図1にしめすような症状をみたとき、脳卒中を考慮しなければいけない。脳卒中はいかに軽症であっても緊急症として対処すべきである。最近では、発症後4、5時間以内の脳梗塞に適応のある血栓溶解療法が急性期治療の選択肢として含まれるため、それを念頭においた迅速な対応が必要である。なお、一過性脳虚血発作(TIA)についても同様である。TIAは脳梗塞の前兆であり、TIAを起こすと3ヶ月以内に10-15%が脳梗塞を発症するが、その半数が48時間以内であると言われ、その発症リスクをABCD2スコア(図2)で評価する。TIAを疑ったらすぐに専門病院へ紹介し、迅速な原因検索と治療をすべきである。『脳卒中治療ガイドライン2009』にも「TIAを疑えば、可及的速やかに発症機序を確定し、脳梗塞発症予防のための治療を直ちに開始しなくてはならない」とある。

脳卒中を疑うべき「5つの症状」
TIA後の脳卒中発症リスク評価
tPAの適応症例(添付文書より)

脳梗塞が疑われる場合には、頭部CTや頭部MRIによる病巣の評価を行う。また血管の評価、心臓の評価も可能なかぎり早期に行う。必要におうじて脳血流検査、凝固線溶系検査なども行う。図3に示すような血栓溶解療法の適応があると判断したならすみやかに治療を開始する。一般に脳梗塞急性期治療では臨床病型によって使用する薬剤が違ってくるため早急にその病型を診断する必要がある。その点滴治療に並行し早期にリハビリテーション(リハビリ)も開始していく。通常、発症から1ヶ月程度は急性期病院でリハビリとなる。約6割は直接自宅に退院できるが、3割は回復期リハビリ病院への転院が必要となる。約1割は療養型病院などへの転院を余儀なくされる。回復期リハビリ病院では数ヶ月の集中的リハビリを受け6-7割は自宅退院となるが、2割は医療機関へ転院し、1割は老人保健施設等に入所となる。機能回復途上で自宅退院となった場合は、通院リハビリ・訪問リハビリによって更なる機能回復を図る必要がある。機能回復が頭打ちになって自宅退院する場合は、機能低下が生じないように、通院リハビリ、通所リハビリ(デイケア)、訪問リハビリを活用する。通院リハビリは医療保険、通所リハビリと訪問リハビリは介護保険でカバーされる。どのような状態で退院するにしても、ADL維持のため、リハビリの継続ができるような環境づくり、患者・家族へのサポート、声かけが必要であり、退院後の過ごし方について、退院前に主治医、看護師、ケースワーカー、ケアマネージャーなど多職種が集まってカンファレンスを開催し、話し合って決めるのが望ましい。
脳梗塞を発症した場合、運動機能以外の後遺症にも苦しむことが少なくない。
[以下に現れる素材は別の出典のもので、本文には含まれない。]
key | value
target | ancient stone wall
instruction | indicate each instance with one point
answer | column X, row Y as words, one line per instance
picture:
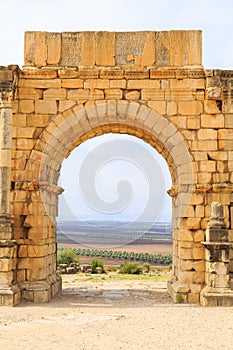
column 75, row 86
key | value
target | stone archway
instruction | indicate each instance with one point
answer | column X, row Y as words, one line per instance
column 63, row 134
column 78, row 85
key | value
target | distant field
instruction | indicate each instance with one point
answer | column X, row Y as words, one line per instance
column 113, row 234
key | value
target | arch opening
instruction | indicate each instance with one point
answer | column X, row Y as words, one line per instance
column 66, row 131
column 120, row 196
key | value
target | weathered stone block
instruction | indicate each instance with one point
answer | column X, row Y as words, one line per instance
column 190, row 107
column 45, row 107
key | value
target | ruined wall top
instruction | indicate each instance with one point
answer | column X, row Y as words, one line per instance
column 146, row 48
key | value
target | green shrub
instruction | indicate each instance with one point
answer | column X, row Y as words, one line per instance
column 146, row 267
column 66, row 256
column 96, row 263
column 131, row 268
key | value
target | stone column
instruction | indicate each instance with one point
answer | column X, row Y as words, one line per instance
column 5, row 164
column 9, row 291
column 218, row 251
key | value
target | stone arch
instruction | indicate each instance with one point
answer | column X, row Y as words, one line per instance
column 67, row 130
column 82, row 122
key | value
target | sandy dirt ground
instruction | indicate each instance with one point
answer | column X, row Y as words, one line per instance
column 127, row 315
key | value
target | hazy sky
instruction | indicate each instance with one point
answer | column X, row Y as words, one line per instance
column 213, row 17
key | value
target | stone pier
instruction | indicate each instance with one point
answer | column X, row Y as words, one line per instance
column 218, row 256
column 9, row 291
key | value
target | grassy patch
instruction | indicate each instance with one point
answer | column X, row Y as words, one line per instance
column 114, row 277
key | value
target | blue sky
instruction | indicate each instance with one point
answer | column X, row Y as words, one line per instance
column 214, row 18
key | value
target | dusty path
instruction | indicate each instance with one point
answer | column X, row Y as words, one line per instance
column 118, row 315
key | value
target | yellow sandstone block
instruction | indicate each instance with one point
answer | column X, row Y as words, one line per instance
column 158, row 106
column 55, row 94
column 190, row 107
column 26, row 106
column 45, row 107
column 105, row 48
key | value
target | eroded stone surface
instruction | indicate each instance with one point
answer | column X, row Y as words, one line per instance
column 148, row 84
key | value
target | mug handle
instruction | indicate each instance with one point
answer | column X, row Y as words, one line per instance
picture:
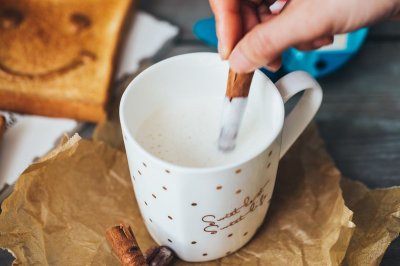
column 304, row 111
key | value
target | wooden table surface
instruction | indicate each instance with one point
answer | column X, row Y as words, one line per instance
column 360, row 115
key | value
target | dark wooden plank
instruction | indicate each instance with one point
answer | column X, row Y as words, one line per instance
column 387, row 30
column 359, row 118
column 360, row 122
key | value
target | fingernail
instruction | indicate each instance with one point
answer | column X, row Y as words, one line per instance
column 322, row 42
column 222, row 51
column 272, row 68
column 239, row 62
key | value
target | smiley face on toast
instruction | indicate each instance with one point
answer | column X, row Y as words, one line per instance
column 56, row 57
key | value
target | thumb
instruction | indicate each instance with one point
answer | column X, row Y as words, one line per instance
column 265, row 42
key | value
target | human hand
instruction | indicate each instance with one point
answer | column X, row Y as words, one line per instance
column 250, row 36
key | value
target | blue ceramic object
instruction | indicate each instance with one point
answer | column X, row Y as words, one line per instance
column 318, row 63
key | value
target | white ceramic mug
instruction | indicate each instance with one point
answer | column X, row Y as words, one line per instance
column 207, row 213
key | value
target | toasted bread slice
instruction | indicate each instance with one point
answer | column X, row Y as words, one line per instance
column 56, row 57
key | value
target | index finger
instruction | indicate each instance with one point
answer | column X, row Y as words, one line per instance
column 228, row 24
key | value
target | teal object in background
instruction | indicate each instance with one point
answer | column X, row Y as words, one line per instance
column 318, row 63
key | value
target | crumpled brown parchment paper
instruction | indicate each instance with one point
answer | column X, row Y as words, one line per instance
column 62, row 205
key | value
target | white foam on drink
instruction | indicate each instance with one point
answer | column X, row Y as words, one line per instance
column 186, row 132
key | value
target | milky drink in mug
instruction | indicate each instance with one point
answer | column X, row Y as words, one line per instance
column 200, row 202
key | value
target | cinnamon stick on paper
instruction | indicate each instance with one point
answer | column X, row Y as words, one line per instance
column 238, row 84
column 125, row 246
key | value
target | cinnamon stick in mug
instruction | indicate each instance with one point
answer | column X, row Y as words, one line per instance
column 237, row 90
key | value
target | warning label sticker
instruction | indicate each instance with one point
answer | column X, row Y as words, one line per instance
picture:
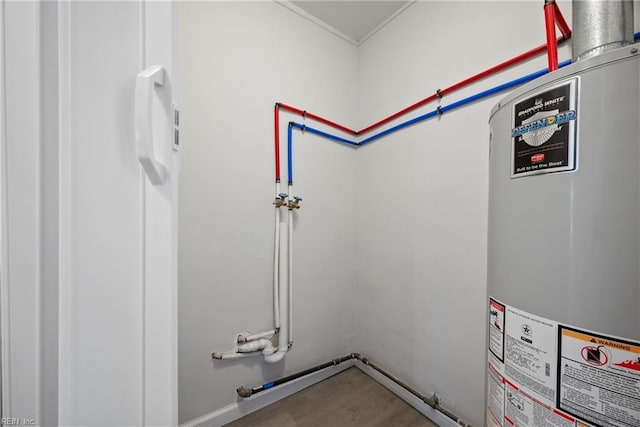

嚥下障害・誤嚥性肺炎、痛み、パーキンソン症候群、うつ状態、認知症、症候性てんかん、排尿障害など数々の症状がおこりうる。薬剤の調整によってそれらは改善されることもあり、困った場合は病診連携を利用して専門科にご相談いただけるとよいと思われる。

脳梗塞の再発予防

さいごに、脳卒中は再発予防が肝要である(図4)。かかりつけ医、介護保険スタッフなどと連携し、脳卒中の予防と患者・家族のサポートを行っていく。抗血小板薬や抗凝固薬を投与するだけでは不十分であり、生活習慣の指導、危険因子の対策も行っていかなければならない。禁煙は必須、飲酒は適量を心がけるよう指導する。肥満や運動不足も問題となる。心臓病や睡眠時無呼吸症候群を合併している場合も脳卒中の危険性が高いといわれているため、問診上疑われる場合には、専門外来の受診もおすすめしたい。
当院では神経内科、脳神経外科と協力し24時間体制で脳卒中の対応にあたっている。脳卒中を疑った場合、ぜひご相談いただき、また退院後はかかりつけ医の先生方にお願いするといった連携を続けていきたいと考えている。